West’s late mentor had created a luminous serum to revive the dead and so Herbert sets forth in continuing the research with Dan’s help but things don’t go to plan as their re-animated experiments prove to be strong and very, very nasty. The pair’s research is further hampered by efforts of the meddlesome, Dr. Carl Hill, the supremely evil bad guy. His desire for success…and desire for Dan’s girlfriend, Megan, leads to one of the finest examples of undead villainy the world has ever seen.
The cast are expertly chosen.
Bruce Abbott (Bad Dreams) handles the ludicrous events superbly and gives it his all while the magnificent Barbara Crampton (From Beyond, Puppetmaster) makes for an alluring yet, smart, leading lady as Meg Halsey, while the sadly departed David Gale ALMOST steals the show as Dr. Hill.
Gale does some crazy stuff in this film but does it all, without the slightest hint of hamminess. Even when his disembodied head attempts to perform oral sex on the captured Megan (a scene cut from the UK DVD release), Gale remains a class act.
Gale shaved his head throughout the making of the film for the simple budgetary reason that, in the latter stages of the film, when we see a lot of shots of his reanimated, decapitated head, it was far cheaper for Gale to wear a wig than constantly match his real hair to that of the dummy heads.
The real value comes courtesy of Jeffrey Combs, who plays the role of Herbert West so straight, so seriously but with an odd playfulness, that it is simply a joy to behold. Even when wrestling a clearly fake cat, Combs remains resolutely deadpan. I truly think that Jeffrey Combs is a great, not to mention underrated, actor.

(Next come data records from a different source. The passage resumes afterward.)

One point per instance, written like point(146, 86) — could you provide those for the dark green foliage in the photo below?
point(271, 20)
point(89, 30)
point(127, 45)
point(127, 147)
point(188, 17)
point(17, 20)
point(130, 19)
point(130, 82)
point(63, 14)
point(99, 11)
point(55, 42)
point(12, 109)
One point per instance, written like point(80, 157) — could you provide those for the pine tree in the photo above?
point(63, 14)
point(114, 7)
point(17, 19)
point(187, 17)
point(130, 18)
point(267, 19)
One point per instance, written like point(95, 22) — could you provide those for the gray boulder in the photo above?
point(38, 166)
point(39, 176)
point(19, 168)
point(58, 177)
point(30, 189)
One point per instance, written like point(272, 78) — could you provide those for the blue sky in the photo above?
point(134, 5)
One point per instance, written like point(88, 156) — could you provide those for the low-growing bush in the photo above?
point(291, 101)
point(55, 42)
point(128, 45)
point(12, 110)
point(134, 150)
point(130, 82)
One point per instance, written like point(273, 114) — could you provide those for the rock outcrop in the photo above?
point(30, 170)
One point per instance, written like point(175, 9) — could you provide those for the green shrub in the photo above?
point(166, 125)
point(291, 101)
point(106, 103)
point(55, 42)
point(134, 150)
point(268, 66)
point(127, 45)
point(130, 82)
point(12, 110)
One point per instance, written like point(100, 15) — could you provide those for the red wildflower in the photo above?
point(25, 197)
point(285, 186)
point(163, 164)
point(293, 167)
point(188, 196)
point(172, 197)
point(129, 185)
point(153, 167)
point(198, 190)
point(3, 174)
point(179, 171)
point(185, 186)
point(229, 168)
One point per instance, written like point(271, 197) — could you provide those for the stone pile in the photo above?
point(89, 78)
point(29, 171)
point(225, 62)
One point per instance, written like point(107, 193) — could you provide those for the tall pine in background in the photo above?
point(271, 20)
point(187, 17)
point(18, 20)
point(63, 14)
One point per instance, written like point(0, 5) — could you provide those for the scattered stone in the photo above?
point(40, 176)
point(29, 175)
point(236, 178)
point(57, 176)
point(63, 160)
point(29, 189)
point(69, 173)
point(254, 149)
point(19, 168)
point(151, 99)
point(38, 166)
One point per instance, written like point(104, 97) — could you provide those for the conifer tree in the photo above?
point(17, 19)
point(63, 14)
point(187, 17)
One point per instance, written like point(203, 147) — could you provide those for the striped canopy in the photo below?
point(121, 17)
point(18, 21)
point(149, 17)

You only have to watch this film, it’s sequels and The Frighteners to see that.
This is a film full of slapstick-y, comic violence but it is nonetheless, pretty damn gruesome and although directed by Gordon, it’s stylistically very similar to Yuzna’s later films
The sequels are actually pretty good too, believe it or not. 1990′s Bride of Re-Animator re-unites the cast (minus Crampton) and is even closer to Shelley’s Frankenstein. It’s also the film in which Dr. Hill has bat wings attached to his disembodied head, giving him the ability to fly. Awesome.
2003′s Beyond Re-Animator is a gory Spanish treat that sees the now incarcerated West continue his research from behind bars. It’s also notable for a fight sequence between the sinister warden’s re-animated penis and a rat.
So yeah. Re-Animator… 27 years after it’s release and it is still as funny and disgusting as always. It is a cult classic that, like the revitalised corpses in the film, will never die.
Do yourselves a favour in the run up to Halloween and watch Re-Animator. You will not regret it.